Appetite, Not Estimates
Time boxes replace estimates — fix the budget, flex the scope
Estimation is waste. Estimates are based on known unknowns, but real problems are unknown unknowns. By the time the estimate is finished, the thing could've already been built.
Why Estimates Fail
Ask "how long to build authentication?" and the answer is a number. What that number won't include: social login breaking behind a corporate proxy, password reset emails getting spam-filtered, 2FA edge cases for international phone formats. None of that was in the estimate. All of it affects the timeline.

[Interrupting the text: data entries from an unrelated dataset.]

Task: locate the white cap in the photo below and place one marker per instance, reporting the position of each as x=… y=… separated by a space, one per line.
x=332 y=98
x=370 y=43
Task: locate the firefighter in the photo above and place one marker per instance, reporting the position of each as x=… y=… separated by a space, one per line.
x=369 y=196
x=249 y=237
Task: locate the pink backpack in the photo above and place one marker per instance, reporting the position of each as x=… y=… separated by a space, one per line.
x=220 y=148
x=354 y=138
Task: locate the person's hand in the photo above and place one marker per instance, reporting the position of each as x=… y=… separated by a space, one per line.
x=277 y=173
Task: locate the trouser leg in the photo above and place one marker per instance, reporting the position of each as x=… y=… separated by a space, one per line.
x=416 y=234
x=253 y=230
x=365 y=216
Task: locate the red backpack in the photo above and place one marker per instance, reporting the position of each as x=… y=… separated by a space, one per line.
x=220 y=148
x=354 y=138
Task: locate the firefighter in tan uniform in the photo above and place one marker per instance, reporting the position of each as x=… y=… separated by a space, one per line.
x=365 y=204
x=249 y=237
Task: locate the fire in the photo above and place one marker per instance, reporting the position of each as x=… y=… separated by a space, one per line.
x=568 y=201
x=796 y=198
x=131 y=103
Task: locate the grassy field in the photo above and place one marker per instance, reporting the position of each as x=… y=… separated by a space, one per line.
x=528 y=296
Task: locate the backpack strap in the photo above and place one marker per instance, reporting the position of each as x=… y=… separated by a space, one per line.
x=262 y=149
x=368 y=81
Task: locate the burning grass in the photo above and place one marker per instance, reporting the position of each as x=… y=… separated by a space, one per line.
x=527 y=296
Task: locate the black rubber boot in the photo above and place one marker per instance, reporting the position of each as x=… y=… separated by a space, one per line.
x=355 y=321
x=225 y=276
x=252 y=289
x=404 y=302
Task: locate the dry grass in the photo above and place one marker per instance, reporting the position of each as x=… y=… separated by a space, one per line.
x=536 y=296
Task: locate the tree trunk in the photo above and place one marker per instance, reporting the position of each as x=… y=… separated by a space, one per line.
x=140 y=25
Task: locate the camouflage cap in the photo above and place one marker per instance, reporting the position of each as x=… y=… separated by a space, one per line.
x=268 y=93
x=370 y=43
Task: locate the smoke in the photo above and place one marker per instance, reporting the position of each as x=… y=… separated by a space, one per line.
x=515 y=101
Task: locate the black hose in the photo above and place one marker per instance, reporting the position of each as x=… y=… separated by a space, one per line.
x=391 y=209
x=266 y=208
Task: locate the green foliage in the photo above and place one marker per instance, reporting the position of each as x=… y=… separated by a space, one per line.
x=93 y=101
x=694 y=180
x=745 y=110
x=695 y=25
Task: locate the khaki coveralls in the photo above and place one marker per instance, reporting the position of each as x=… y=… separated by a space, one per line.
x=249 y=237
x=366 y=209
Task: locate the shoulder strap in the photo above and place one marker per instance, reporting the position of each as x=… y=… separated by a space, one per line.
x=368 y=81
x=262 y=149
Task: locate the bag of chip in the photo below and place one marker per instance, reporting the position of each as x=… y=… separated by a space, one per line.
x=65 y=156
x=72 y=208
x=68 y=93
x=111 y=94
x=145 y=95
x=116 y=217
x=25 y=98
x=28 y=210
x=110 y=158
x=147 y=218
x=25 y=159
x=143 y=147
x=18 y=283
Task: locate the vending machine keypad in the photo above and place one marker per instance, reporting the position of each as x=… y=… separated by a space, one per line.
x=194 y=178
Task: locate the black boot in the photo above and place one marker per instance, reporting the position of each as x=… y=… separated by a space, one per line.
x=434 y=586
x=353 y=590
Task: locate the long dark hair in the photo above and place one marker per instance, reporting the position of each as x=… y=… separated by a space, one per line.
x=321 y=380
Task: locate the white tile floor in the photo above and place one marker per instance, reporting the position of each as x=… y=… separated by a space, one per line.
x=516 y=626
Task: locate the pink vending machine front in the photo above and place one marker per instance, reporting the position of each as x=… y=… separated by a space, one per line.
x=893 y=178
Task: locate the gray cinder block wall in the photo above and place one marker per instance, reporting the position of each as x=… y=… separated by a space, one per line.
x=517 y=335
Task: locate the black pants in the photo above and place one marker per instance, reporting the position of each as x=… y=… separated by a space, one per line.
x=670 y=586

This isn't a planning failure. It's the nature of software. The #NoEstimates movement exists for a reason — estimation is difficult, often impossible, and almost always misused as a commitment.
Scope to a Time Box
Instead of asking "how long will this take?", ask "how much time is this worth?" That's appetite-based scoping. The client sets the time box first, then the developer figures out what fits inside it.
Six weeks for this problem. What's the most valuable version that can ship in that window? If everything can't fit in six weeks, good. That means being honest about what's essential versus what's nice-to-have.
How It Works in Practice
Start with one question: "Six weeks — what's the single capability that creates real value?" Build that. Get it in front of users. See what actually happens.
Then, if needed: "Another six weeks. What should be added based on what was learned?" Iterative scoping beats upfront estimation every time, because it's grounded in reality rather than speculation.
When Clients Want a Total
Some clients will ask for a fixed-price total. That's a fair question with an honest answer: "Phase 1 is six weeks at $X/week. After that, both sides will know whether Phase 2 is needed and what it should include. That's more accurate than a year-long estimate that'll be wrong."
Some clients need the false certainty of a fixed price. This approach isn't for them. For clients who value flexibility and honesty over fabricated precision, appetite-based work is the better deal.
What the Developer Is Actually Selling
The developer isn't selling the ability to predict the future. That's a lie, and clients who've been burned know it.
The developer is selling incremental value, real adjustments based on what both sides learn, and honest communication throughout. That's the offer.